To get a wide smile out of the girl, just hand her a tote bag with the word
Simone Pérèle on it. I have always reveled in the fact that by checking out my
attire, say, in a bus, one would never ever assume I was wearing a
hundred-and-fifty-euro Primadonna bra underneath. Just like from looking at
one’s fellow travelers one wouldn’t be able to tell who was thinking money, who
sex, and who a novel. I can just tell you, that if I had a sudden emergency,
and the Adam Driver -lookalike bus driver had to examine me on the spot, I’d be
all set, any given day.
I would
like to add, in case she ever stumbles upon this text, that had I had the chance
– read: why didn’t the organizers of the literary event organize a Q&A
portion?
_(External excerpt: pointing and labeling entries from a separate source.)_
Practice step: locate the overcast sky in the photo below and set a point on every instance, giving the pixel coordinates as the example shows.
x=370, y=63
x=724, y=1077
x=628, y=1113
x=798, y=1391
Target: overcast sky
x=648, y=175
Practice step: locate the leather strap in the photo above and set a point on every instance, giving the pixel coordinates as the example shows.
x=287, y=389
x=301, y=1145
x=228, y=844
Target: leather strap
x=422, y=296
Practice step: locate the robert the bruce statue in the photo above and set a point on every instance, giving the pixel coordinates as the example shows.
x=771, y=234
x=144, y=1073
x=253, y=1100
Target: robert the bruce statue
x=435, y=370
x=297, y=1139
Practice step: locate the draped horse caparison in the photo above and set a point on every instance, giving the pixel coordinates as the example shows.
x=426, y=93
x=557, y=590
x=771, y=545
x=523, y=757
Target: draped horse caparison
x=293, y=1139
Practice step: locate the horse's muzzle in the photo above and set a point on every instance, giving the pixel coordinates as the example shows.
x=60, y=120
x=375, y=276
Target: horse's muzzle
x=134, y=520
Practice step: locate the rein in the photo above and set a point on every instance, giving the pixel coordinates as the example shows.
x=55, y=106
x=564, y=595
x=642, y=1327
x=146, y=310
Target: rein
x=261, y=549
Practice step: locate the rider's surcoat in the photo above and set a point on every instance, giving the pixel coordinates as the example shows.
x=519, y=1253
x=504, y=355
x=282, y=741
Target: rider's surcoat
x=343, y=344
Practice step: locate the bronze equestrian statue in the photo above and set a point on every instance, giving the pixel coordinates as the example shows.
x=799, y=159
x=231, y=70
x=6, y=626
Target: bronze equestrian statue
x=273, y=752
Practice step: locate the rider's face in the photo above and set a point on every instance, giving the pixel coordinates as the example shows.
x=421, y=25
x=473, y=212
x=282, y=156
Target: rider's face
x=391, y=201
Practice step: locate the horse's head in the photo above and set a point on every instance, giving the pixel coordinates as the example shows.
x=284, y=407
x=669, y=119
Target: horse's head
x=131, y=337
I never thought it was possible to have this kind of event and not
have a Q&A – in addition of telling her that bus writers were we, born to
be free, just like the fish in the sea[1], I would have complemented
her beautiful attire, a stunning short dress with tulle and frills, and asked
her if she was excited to see how they had tackled The Dark Tower universe in
the up-coming movie, and asked how long her bus ride takes.
Mine takes
about twenty minutes, fifteen at night, if the driver is anxious to have the
shift over with, and I feel, given the vast meta-dimensions and complexities of
King’s fantasy series, I have been cautiously excited after seeing some still
photos of Idris Elba as Roland, and isn’t it nice, if not entirely trouble-free,
to have King’s contribution to the world of fantasy, with his Old Western take
on the genre, what with the fantasy leaning usually so very heavily on
Tolkien’s world and nothing else?
Looking at
my question list here, I am having, quite wisely perhaps, second thoughts about
verbalizing them in front of an audience, where I felt I was subtly being in
picked at as it was, with my street clothes attire and my crazy three bags
situation, in a beautiful hall with the crème of the town’s literati sitting in
their designer blouses and expensive haircuts, sipping wine and laughing,
understatedly, in all the appropriate places. Being a writer is hard, having to
deal with these types of events all the time if one wants to sell some books. Being
in the audience with an unrelated list of questions is much easier.
Ladies: J.S.
Meresmaa, Salla Simukka, Johanna Sinisalo, you were all wonderful up there. But
I raise my glass to you, my fellow bus writer, Anni Nupponen.